After notice is served for taking a deposition by oral examination, upon motion seasonably made by any party or by the person to be examined and upon notice and for good cause shown, the court in which the action is pending may make an order that the deposition shall not be taken, or that it may be taken only at some designated time or place other than that stated in the notice, or that it may be taken only on written interrogatories, or that certain matters shall not be inquired into, or that the scope of the examination shall be limited to certain matters, or that the examination shall be held with no one present except the parties to the action and their officers and counsel, or that after being sealed the deposition shall be opened only by order of the court, or that secret processes, developments, or research need not be disclosed, or that the parties shall simultaneously file specified documents or information enclosed in sealed envelopes to be opened as directed by the court; or the court may make any other order which justice requires to protect the party or witness from annoyance, undue expense, embarrassment, or oppression.

[15] Civ.R. 30(d) states:

At any time during the taking of the deposition, on motion of any party or of the deponent and upon a showing that the examination is being conducted in bad faith or in such manner as unreasonably to annoy, embarrass, or oppress the deponent or party, the court of the district in which the action is pending or the court of the district where the deposition is being taken may order the officer conducting the examination to cease forthwith from taking the deposition, or may limit the scope and manner of the taking of the deposition as provided in subdivision (b).
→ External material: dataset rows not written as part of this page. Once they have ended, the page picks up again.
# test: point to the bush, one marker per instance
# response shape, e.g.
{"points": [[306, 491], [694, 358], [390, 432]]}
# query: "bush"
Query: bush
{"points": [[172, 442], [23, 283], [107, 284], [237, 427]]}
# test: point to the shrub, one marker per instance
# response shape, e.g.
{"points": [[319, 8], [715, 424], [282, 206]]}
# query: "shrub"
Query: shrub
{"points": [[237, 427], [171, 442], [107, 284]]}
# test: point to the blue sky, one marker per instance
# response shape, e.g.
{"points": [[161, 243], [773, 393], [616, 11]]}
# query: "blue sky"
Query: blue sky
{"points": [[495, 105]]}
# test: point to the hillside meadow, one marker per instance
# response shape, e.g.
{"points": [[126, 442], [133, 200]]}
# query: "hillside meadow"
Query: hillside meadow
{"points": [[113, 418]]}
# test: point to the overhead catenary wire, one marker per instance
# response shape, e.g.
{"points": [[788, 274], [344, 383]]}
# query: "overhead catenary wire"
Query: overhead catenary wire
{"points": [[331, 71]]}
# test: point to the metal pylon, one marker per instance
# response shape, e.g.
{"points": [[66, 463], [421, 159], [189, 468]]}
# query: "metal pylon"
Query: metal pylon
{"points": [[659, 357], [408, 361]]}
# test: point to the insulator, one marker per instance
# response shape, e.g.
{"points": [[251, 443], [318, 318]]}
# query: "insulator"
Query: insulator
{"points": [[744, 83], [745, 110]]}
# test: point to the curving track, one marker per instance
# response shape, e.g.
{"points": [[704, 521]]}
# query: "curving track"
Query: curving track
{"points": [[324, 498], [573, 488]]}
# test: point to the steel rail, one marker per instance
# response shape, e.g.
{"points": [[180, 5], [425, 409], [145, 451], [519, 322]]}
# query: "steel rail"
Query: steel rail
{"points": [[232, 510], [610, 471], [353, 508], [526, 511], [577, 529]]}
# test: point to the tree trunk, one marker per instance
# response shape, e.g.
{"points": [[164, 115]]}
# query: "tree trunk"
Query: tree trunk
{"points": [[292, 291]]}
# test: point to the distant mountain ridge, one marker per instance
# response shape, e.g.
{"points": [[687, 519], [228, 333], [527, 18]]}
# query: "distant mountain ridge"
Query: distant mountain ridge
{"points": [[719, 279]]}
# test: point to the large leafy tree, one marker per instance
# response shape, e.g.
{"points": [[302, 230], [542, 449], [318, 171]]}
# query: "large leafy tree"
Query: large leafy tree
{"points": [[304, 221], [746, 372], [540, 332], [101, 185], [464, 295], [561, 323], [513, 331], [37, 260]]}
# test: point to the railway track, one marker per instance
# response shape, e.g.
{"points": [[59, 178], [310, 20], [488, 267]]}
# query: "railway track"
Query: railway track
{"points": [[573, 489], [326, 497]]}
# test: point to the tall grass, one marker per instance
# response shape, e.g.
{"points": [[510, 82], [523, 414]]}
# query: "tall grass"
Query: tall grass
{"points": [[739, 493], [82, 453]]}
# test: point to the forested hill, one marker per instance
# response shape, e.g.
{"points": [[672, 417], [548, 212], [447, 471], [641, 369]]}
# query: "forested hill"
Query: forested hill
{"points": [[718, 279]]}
If the order made terminates the examination, it shall be resumed thereafter only upon the order of the court of the district in which the action is pending. Upon demand of the objecting party or deponent, the taking of the deposition shall be suspended for the time necessary to make a motion for an order. In granting or refusing such order the court may impose upon either party or upon the witness the requirement to pay such costs or expenses as the court may deem reasonable.

[16] See 2A Barron & Holtzoff, Federal Practice and Procedure, § 713, at 232-36 (1961).